Couvre-feu à partir des élections législatives et locales
De son côté, Fatih Boutbek, chef du Front du Futur, a appelé à la mise en œuvre d’un article interdisant l’itinérance politique à compter des prochaines élections locales et législatives. L’orateur a déclaré : « Le projet s’accompagne de mesures strictes pour prévenir le phénomène de l’itinérance politique, mais il manque des mécanismes de mise en œuvre. » Ici, l’orateur a demandé : « Cet article fera-t-il référence à l’organisation ou aux lois régissant ces conseils élus ? Dans ce contexte, l’orateur a demandé que cet article commence à être appliqué dès les prochaines élections législatives et locales.
Parmi les autres articles évoqués par l’orateur, citons l’article 71 du projet de loi, qui stipule que le parti politique doit disposer d’un compte unique ouvert auprès d’une banque nationale accréditée en Algérie ou d’un compte postal courant. L’orateur a déclaré : « D’après l’expérience en tant que chef d’un parti politique, un seul compte bancaire ne suffit pas, d’autant plus que le parti a une communauté à l’étranger et que les cotisations des personnes impliquées sont versées sur un compte en devises fortes. »
Réduire le chemin de fondation à seulement deux étapes
Parmi les notes enregistrées par FreeConcernant le projet, le comité de la Société pour la paix s’est concentré sur les aspects réglementaires plutôt que sur les dimensions développementales de la vie politique, le chef du bloc parlementaire du parti, Eid Boukraf, ayant critiqué « l’exagération des procédures administratives dans le dossier d’établissement, qui représente un obstacle à la participation politique ». L’orateur a souligné « le déclin du droit constitutionnel de créer des partis en remplaçant le concept de déclaration par une demande de création. La différence entre eux est vaste, et c’est une différence fondamentale du point de vue juridique et politique, en plus de diviser le processus de création en 3 étapes complexes », proposant de le réduire à seulement deux étapes, qui sont : « La conférence de fondation et l’étape d’accréditation ».

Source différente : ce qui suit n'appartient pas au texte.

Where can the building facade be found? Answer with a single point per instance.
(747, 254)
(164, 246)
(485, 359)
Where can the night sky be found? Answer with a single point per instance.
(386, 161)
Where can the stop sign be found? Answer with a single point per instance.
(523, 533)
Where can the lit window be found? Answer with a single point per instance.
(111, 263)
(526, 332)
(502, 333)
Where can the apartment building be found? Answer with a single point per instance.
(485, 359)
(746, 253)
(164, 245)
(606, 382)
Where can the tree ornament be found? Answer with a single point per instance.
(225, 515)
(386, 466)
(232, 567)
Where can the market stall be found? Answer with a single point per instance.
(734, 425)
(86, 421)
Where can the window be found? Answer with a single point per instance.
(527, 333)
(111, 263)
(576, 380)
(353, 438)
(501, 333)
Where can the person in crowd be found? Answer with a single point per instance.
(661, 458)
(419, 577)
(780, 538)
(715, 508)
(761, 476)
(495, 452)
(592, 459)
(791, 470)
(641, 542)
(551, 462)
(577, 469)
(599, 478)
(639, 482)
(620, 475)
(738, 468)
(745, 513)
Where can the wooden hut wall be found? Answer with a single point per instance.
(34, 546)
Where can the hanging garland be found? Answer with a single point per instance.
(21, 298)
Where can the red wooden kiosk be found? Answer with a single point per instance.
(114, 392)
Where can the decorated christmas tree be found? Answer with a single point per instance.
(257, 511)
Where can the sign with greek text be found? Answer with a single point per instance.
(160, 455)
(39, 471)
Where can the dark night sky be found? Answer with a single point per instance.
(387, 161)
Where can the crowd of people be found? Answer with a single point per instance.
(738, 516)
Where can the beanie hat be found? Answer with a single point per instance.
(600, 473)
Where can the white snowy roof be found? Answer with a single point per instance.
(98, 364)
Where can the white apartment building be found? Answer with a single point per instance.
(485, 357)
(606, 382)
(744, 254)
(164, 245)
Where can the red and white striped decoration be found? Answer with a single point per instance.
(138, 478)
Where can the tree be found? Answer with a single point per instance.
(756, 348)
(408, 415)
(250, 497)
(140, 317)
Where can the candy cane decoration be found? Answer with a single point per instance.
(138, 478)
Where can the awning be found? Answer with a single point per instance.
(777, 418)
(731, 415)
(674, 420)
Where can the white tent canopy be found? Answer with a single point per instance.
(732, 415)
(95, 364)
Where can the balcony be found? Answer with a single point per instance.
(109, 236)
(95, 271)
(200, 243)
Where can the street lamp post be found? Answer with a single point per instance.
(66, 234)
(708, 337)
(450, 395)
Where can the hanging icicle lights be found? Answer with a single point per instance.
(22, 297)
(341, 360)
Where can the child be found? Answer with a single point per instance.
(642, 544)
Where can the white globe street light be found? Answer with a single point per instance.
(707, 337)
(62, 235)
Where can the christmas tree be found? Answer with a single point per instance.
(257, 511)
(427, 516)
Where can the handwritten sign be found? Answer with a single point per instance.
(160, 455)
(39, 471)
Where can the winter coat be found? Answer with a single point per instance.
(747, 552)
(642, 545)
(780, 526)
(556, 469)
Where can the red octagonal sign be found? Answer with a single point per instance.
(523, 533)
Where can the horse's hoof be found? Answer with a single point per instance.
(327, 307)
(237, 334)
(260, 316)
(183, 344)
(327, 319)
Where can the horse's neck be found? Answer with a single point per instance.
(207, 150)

Le Mouvement pour une société pour la paix a constaté « une exagération dans la présence du casier judiciaire dans les réunions internes », en plus de « restreindre la relation entre le parti et la société civile, alors que cette relation est par nature complémentaire, et en imposant également des procédures bureaucratiques à la diplomatie du parti d’une manière qui restreint la présence internationale des partis ».